I'm trying a problem which asks which axioms of ZFC hold - under the assumption that there exists a weakly inaccessible cardinal $\kappa$ - inside $V_{\kappa}$ ($\kappa$ being such a cardinal).
I am relatively sure I have argued that everything holds except replacement which I am struggling with. I don't seem to have used the weakly inaccessible cardinal part with the others, so I am guessing this is where it comes in, but I'm not even sure what I'm meant to be considering. If I take $x\in V_{\kappa}$ and consider some function defined on $x$, am I considering functions into $V_{\kappa}$ only? Even if this is the case, how do I use regularity of $\kappa$ to argue $f(x)\in V_{\kappa}?$
If $\kappa$ is strongly inaccessible, then Replacement holds in $V_\kappa$; but if $\kappa$ is only weakly inaccessible, then there is some $\lambda<\kappa$ such that $2^\lambda\geq\kappa$.
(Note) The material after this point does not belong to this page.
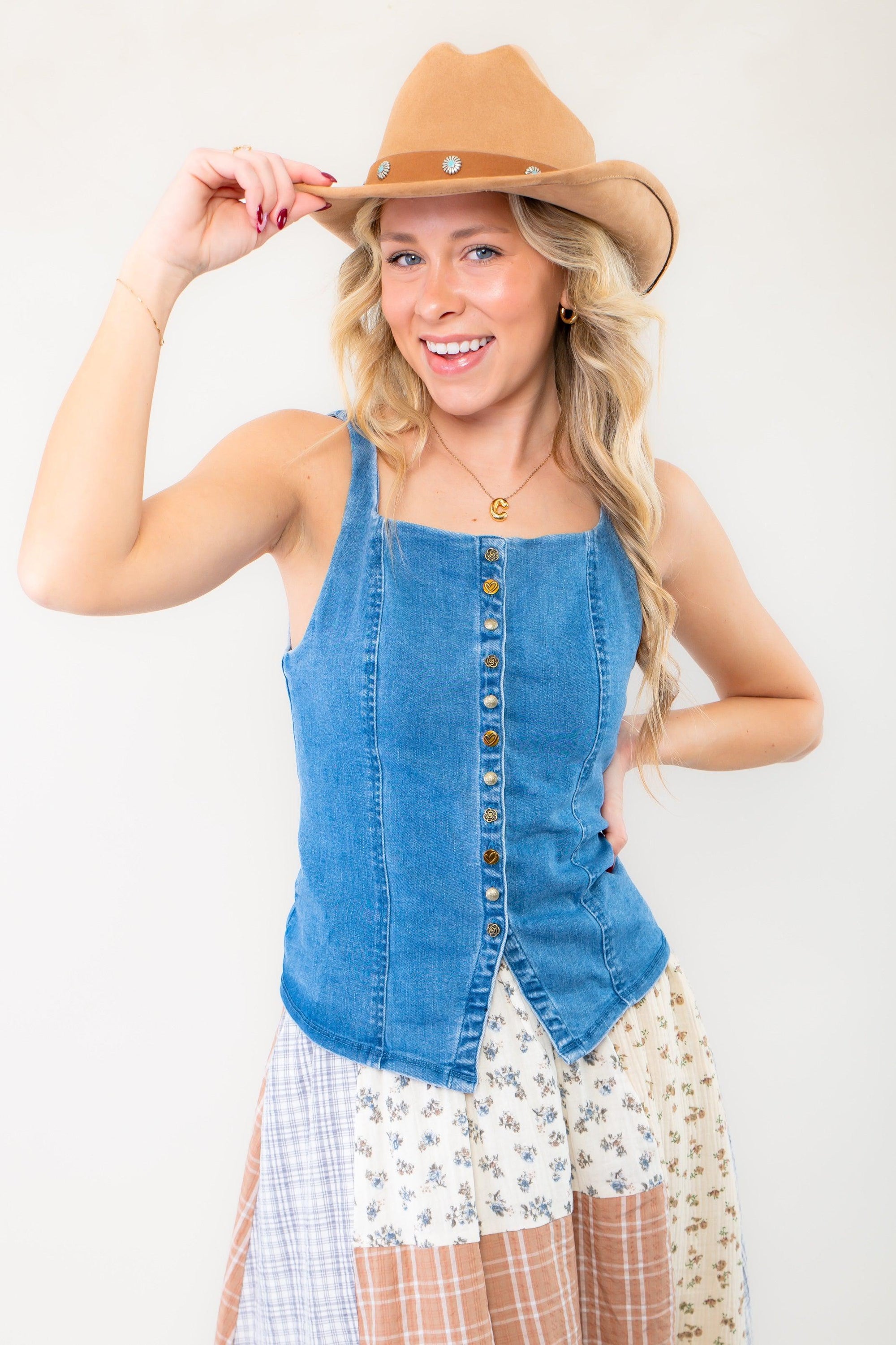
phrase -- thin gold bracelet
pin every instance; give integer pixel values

Now, ZF proves that every well-ordered set is isomorphic to an ordinal, but we can now find a well-ordered set inside $V_\kappa$ whose order type is $\kappa$, and therefore is not isomorphic to any ordinal inside $V_\kappa$.
Interestingly, the regularity of $\kappa$ is not what gives you Replacement. In fact, the least $\kappa$ such that $V_\kappa$ is a model of ZF has cofinality $\omega$ (if such $\kappa$ exists, of course). However, regularity does provide you with an guarantee that if all sets inside $V_\kappa$ have cardinality less than $\kappa$, then any function applied to them will also have cardinality less than $\kappa$.